Toutefois, selon Nyakoye Etienne Bremou, chargé de contrôle, il n’est pas exclu qu’il y ait des usines clandestines de production d’eau. « Ils construisent des usines avant qu’ils ne se présentent, ou-bien nous allons vers eux pendant le recensement, donc il peut y avoir des clandestins… Maintenant si il y’a d’autres qui ne se sont pas présentés et comme ils sont appelés pour cette année, ils reviendront on va les faire recenser » A-t-il dit. 
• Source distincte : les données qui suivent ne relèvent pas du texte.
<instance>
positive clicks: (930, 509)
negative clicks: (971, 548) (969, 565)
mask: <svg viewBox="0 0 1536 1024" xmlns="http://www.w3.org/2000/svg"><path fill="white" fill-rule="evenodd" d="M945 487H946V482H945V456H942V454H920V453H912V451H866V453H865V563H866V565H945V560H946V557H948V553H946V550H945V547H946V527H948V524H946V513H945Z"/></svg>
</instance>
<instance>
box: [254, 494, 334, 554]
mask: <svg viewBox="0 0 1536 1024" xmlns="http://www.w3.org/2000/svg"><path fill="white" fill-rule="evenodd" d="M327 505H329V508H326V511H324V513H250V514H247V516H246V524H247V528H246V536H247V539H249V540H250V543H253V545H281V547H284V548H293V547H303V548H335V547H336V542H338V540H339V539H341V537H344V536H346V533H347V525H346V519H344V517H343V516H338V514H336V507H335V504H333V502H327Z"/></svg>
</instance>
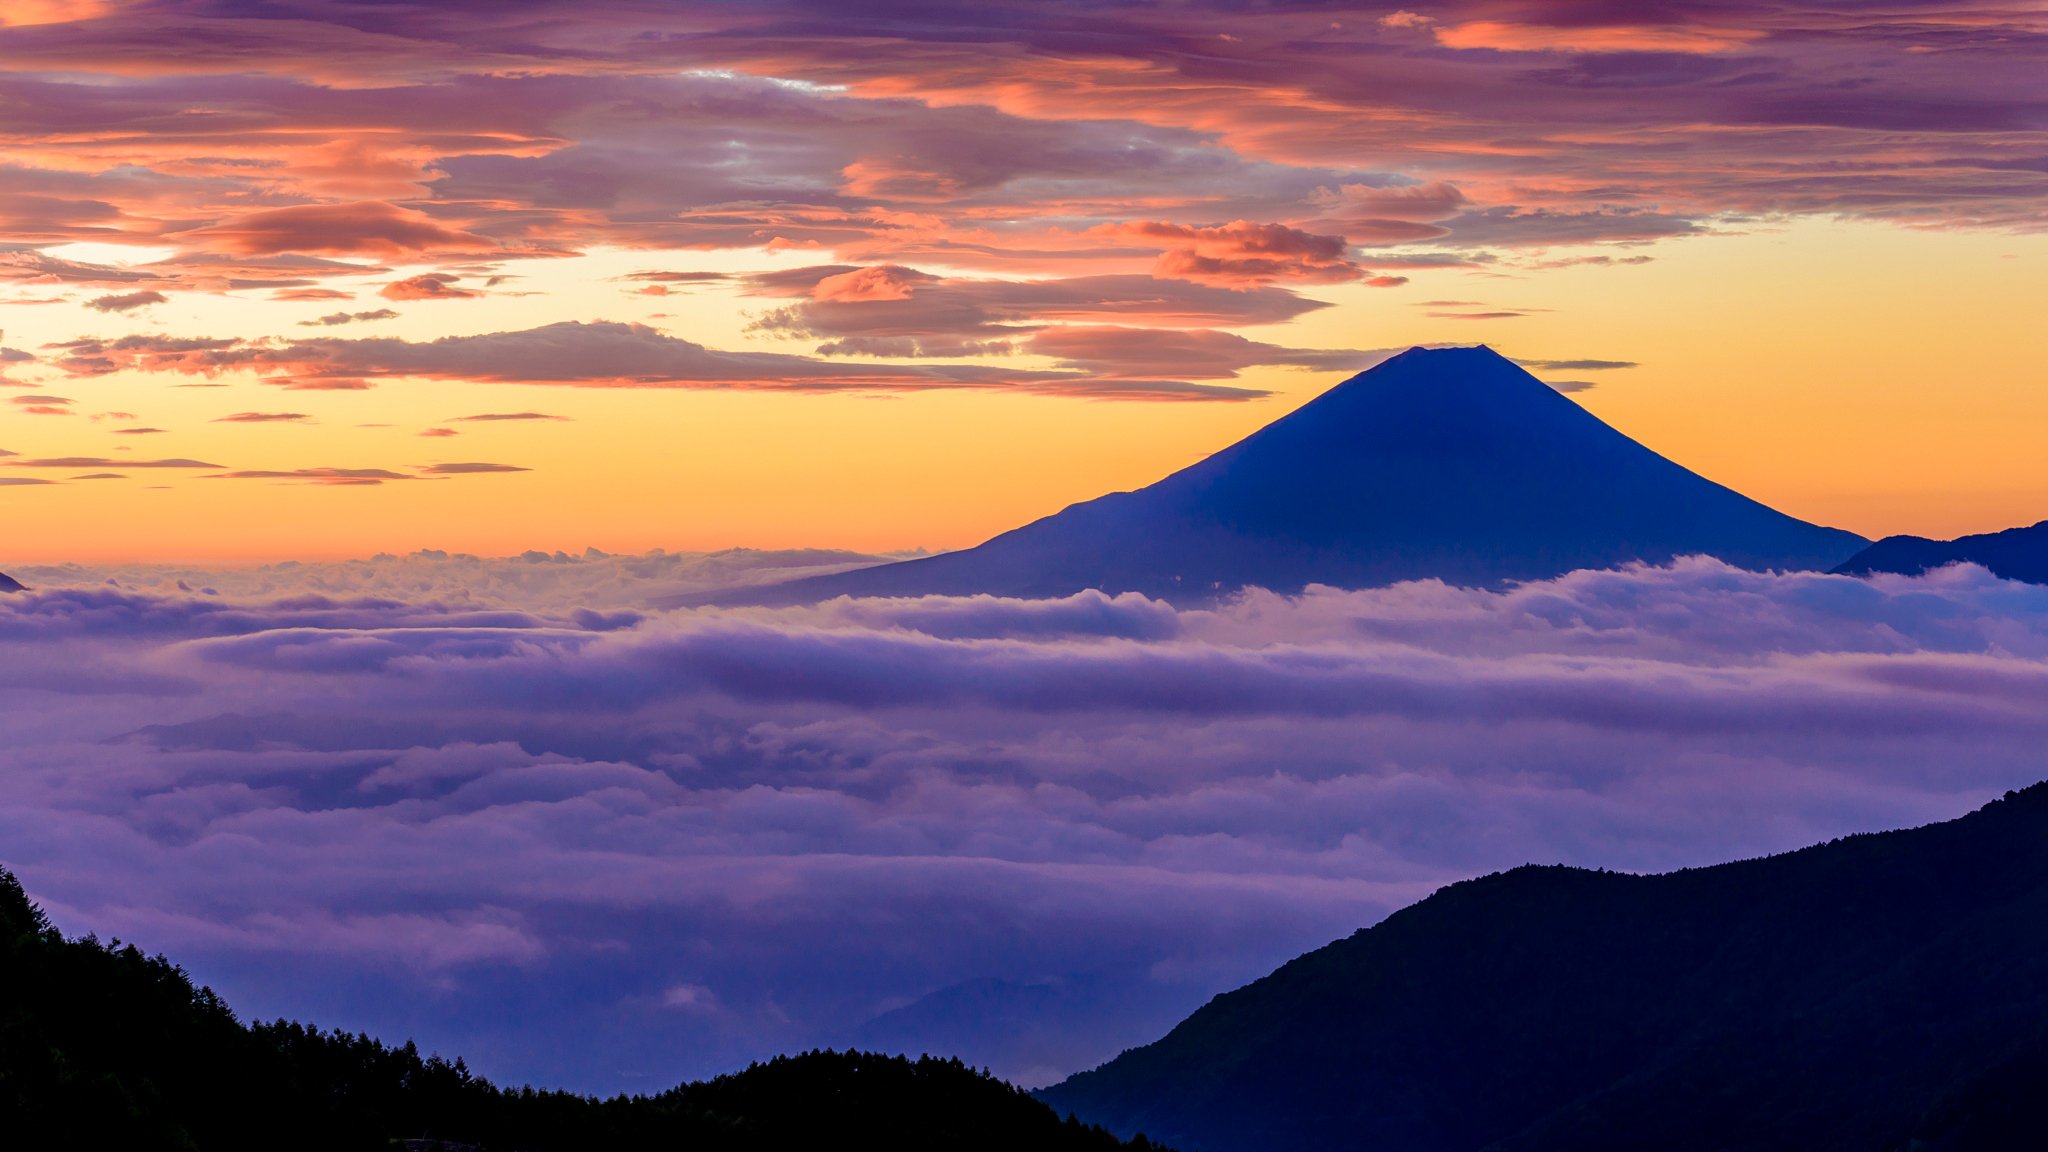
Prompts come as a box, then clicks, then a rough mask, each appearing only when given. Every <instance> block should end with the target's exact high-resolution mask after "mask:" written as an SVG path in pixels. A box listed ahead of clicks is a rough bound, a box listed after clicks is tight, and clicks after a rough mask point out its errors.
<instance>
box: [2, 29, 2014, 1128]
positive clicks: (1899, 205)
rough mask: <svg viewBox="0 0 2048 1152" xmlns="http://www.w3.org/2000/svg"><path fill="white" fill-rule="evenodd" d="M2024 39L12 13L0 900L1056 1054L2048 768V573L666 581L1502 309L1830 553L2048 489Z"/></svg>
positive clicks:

Ce service, comme la plupart des services administratifs est confronté à d’énormes difficultés comme le signale Djbril Diallo. « Au début en 2016, il y’avait certaines difficultés, car les gens n’étaient pas tellement initiés. Mais avec mes braves agents qui sont arrivés à leur donner (les producteurs, ndlr) des sages conseils pour pouvoir faire un bon encadrement, car, qui parle de l’eau parle de la vie. »

Avant de faire une demande précise. « A Kankan, il faut qu’il y ait un laboratoire, au lieu de prendre les prélèvements et envoyer à Conakry -ce n’est pas facile-, il y a un manque de personnel, de matériels de travail et aussi le moyens de déplacement pour aller toujours dans les sous-préfectures etc… Notre espoir c’est  seulement vous de la presse, qui pouvez nous  aider  dans ce sens pour que les chefs pensent à nous, sinon nous souffrons beaucoup »  A-t-il déploré.